Altela, a company that claims it can make the water extracted during oil and gas drilling drinkable, is seeking $26 million in a second round of funding.

At the Dow Jones Environmental Ventures conference in San Mateo, Calif., this week, CEO Ned Godshall said the Albuquerque, N.M.-based company hopes to close the round in the third quarter.

In May, the company announced that it had snagged $7.1 million from CCS Income Trust and other investors (see Investors High on Water). The company has raised a total of $10 million in funding so far.

Altela plans to use the new financial infusion to expand its manufacturing capacity and to grow its sales beyond the United States and Canada.

Founded in 2005, Altela has developed a water-purifying and desalination system that uses thermal distillation, an energy-intensive process of heating dirty or salty water and then capturing fresh water as vapor rises from the mixture.

Thermal distillation isn't new. "It's what I call a 10th-grade science experiment," Godshall said.

But the company claims it has figured out how to make the process more energy efficient, making three gallons of water using the energy it normally would take to make one.

Godshall wouldn't reveal how the company does it. But he said the technology is made of a cheap plastic material, which helps keep costs down, and the whole system fits into a single shipping container that is trucked in and dropped off at a drilling site.

Today, oil and gas companies have to use big rigs to haul away the salty polluted water from drilling. The companies then have a few ways in which they can dispose of the water, including injecting it into specially created wells.

By using Altela's technology, oil and gas companies can cut nine out of 10 truck trips, Godshall said, making the company's approach cheaper and more environmentally friendly.

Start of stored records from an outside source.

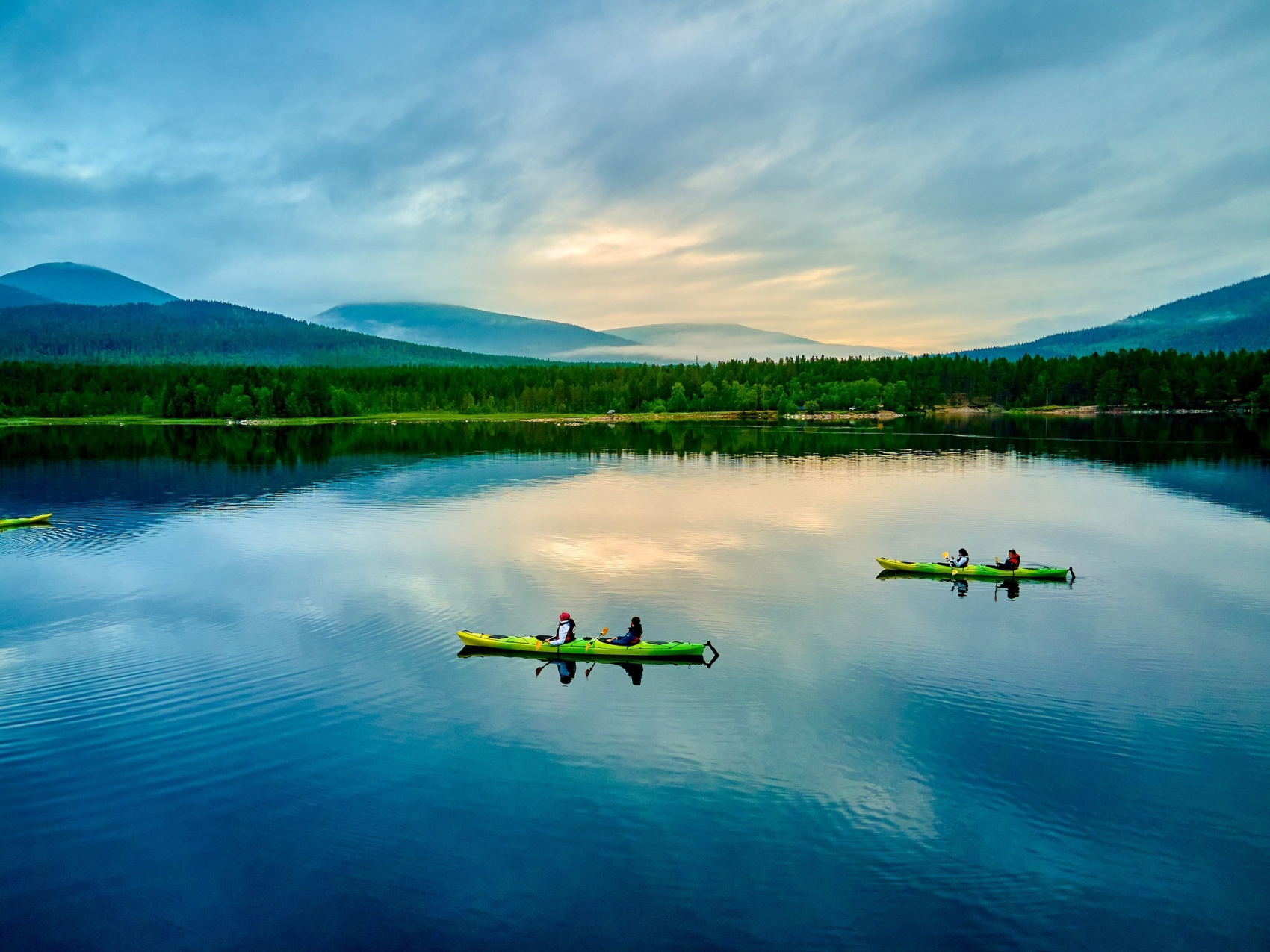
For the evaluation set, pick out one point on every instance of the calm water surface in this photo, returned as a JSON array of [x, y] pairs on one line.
[[232, 712]]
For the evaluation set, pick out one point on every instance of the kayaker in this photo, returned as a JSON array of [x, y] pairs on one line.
[[634, 632], [564, 631], [1012, 564]]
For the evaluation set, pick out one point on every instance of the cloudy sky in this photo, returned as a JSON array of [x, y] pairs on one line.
[[921, 174]]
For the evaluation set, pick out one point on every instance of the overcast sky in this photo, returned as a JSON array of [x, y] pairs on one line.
[[920, 175]]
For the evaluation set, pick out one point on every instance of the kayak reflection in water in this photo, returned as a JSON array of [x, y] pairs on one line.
[[631, 638]]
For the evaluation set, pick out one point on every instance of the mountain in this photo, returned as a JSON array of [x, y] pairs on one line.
[[16, 297], [72, 283], [203, 332], [466, 329], [710, 343], [1227, 319], [469, 329]]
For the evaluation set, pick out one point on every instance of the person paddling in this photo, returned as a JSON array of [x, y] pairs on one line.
[[631, 638], [1012, 564], [564, 631]]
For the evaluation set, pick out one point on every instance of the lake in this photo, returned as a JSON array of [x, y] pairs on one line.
[[234, 714]]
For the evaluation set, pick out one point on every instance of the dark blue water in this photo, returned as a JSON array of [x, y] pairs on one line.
[[232, 712]]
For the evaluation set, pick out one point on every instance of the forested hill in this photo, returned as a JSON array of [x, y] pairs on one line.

In spite of a rapidly growing demand for water, a market in the billions of dollars and venture capitalists calling water-treatment technologies the Next Big Thing, water investments have been scarce for years (see Parched for VC Funding, VCs Say Water Industry Should Take Lessons From Energy and Hedge Fund Picks: Solar, Energy Storage, Water ... and Biofuels).

But those tides are starting to change (see Water Investment Picks Up and Water Investment Drought Over?). Among the water-purification companies that have scored funding in the last year are Ioteq, Purfresh and Cascade EcoSolutions. Desalination companies Seven Seas Water, Advanced Desalination Technologies, Tampa Bay Water and Stonybrook Purification also have raised cash.

Most of those desalination technologies use membranes to filter out impurities.

But Godshall claims membrane technology can't handle high levels of salt. "Reverse osmosis pretty much peters out at the level of sea water," he said, adding the brackish water that surfaces when drilling for oil and gas is saltier than the oceans.

Quos, which counts Vinod Khosla among its backers, also uses no membrane. Ioteq and Purfresh also don't use membranes, but are targeting a different market - food.

Godshall claims that Altela-treated water has 20 times less salt then a glass of tap water and is pure enough to drink, something he said he has done many times.